Do You Have Protection?
- happilyamy
- May 13, 2022
- 2 min read

Gloves? Meh... I often forget until it's too late and I am walking around for 3 days looking like I did something unforgiveable to a smurf. Eventually the color washes off with the help of a couple of hot showers/shampoos. Washing my hair always seems to do the trick. Why that works so well, I don't know. The abrasiveness of the hair maybe? Really, I should be wearing gloves and avoiding the situation altogether. Having to wash my hands umpteen times really dries them out, cracks them, and causes some mild skin pain and tightness, but washing is a must because soda ash is awful for your skin! Heck, it is caustic to aluminum and will eat a hole right through it!

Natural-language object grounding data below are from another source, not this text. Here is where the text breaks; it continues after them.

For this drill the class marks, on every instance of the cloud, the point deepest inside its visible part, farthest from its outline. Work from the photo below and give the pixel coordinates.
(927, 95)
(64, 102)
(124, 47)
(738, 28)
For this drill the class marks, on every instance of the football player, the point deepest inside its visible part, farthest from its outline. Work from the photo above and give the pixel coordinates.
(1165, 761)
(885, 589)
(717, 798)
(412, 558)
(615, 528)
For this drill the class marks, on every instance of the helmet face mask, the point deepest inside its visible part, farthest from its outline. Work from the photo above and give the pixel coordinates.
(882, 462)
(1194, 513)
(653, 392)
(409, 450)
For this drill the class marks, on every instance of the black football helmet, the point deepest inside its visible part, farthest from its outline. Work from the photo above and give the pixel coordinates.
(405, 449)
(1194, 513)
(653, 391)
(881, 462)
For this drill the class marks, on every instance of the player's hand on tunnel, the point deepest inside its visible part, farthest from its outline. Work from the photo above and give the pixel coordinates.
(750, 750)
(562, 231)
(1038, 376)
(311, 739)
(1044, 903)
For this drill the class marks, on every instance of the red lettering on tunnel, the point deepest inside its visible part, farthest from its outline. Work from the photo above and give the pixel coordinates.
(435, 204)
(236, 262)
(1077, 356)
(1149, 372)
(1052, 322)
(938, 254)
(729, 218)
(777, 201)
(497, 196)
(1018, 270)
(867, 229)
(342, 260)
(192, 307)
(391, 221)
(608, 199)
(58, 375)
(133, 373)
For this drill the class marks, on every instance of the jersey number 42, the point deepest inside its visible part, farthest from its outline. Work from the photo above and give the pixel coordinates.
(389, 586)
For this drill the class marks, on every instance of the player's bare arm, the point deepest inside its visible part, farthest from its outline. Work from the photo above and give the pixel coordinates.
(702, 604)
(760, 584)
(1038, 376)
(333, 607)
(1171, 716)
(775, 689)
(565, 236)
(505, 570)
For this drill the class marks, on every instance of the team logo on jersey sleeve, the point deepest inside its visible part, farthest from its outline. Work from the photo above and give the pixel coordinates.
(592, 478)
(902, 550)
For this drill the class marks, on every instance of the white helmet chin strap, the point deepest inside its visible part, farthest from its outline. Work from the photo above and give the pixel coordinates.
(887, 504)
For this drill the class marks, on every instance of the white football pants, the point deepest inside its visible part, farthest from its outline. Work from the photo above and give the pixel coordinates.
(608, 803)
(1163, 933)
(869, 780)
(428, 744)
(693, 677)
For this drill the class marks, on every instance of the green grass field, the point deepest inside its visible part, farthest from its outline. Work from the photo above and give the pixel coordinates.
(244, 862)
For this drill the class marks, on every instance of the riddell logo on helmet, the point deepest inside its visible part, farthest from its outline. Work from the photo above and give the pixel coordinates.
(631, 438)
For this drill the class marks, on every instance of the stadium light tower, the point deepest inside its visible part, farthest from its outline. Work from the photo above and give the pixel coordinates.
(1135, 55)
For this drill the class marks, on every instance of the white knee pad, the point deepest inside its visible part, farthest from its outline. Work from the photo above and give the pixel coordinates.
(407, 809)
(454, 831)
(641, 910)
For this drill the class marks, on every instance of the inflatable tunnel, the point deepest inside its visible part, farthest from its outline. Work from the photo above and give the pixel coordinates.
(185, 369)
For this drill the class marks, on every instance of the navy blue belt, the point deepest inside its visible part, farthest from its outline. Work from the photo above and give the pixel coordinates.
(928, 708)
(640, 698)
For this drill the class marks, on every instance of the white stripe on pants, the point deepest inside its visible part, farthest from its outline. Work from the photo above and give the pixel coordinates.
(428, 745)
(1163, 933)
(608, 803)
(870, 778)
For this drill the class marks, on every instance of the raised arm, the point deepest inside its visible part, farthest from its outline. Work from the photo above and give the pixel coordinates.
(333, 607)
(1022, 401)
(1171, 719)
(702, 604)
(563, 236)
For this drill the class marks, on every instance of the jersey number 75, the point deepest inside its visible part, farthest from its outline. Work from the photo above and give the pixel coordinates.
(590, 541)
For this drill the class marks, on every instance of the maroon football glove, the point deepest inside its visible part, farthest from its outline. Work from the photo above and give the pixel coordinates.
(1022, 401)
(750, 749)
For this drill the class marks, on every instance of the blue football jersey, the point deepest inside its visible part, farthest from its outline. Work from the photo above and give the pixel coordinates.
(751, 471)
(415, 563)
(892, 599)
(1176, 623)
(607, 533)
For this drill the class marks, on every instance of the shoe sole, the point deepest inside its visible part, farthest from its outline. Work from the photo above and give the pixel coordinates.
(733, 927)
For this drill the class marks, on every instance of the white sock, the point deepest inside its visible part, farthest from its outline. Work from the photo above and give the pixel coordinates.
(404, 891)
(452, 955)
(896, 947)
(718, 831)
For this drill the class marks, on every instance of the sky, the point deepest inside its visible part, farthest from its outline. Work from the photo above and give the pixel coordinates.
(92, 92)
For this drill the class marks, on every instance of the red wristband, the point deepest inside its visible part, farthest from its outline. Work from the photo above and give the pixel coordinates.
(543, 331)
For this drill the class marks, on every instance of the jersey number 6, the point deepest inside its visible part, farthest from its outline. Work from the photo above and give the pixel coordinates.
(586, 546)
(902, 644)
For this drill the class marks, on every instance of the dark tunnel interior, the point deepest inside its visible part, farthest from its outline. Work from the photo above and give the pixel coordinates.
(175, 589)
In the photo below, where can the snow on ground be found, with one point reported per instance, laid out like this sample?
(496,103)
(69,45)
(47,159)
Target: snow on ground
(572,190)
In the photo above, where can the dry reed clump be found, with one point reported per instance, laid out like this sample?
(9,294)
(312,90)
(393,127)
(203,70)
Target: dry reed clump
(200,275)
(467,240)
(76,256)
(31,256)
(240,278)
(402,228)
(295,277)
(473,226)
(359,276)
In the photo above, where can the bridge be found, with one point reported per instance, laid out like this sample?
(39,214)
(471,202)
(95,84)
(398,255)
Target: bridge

You know what I never forget, though? Lung protection! You guys- the dye that is used for tie dyeing comes in an extremely fine powder, kind of flour consistency, and try as you might to not "poof" the powder into a giant mess, there are still teeny tiny dye particles floating all around you as you work. Don't believe me? Try blowing your nose after an unprotected dye session. Do you want rainbow boogers? Because that's how you get rainbow boogers! And if it's that colorful up in your nose, you have to assume that some of that powder has also made it into your lungs. As someone with chronic persistent moderate asthma, this is just a risk I cannot take! And please, if you are tie dyeing with young children, please protect their little lungs too! When you buy a tulip kit at the store, once you add water to it- those dye particles are no longer flying around. Make sure an adult handles that part of the process before handing the dye off to the kiddos. I've seen some people use Tulip kits to ice dye with their children and grandkids. If this is the method you are using, please mask up! As you sprinkle that dye powder onto the ice, trust me, those particles are escaping into the air around you. You'll want to use at least an N95 or fine-particulate respirator. It is also a good idea to wear some eye protection and I'll tell you why. So I use a magnetic mixer on occasion to mix my liquid dyes. A magnetic mixer comes with little magnetic "pills" that you place in the water/dye mixture to mix it up. Once the dye is mixed, you pull that little pill out of the mixture. Oftentimes when I go to wash that little pill off, there are tiny little chunks stuck to it. Metal?? Yeah, I don't want that floating into my eyeball! Honestly I don't want the little dye particles flying in there either. One little speck of dye can cause a whole lot of color! LOL!
Be sure to clean up thoroughly after each dye session also. Those little particles can land on surfaces and then when you go to disturb said surface, the particles are floating in the air again. Just be safe my friends. You only get one set of lungs and two eyeballs in this lifetime. Take care of them. And wear gloves! I have gotten better about this, but I still forget from time to time!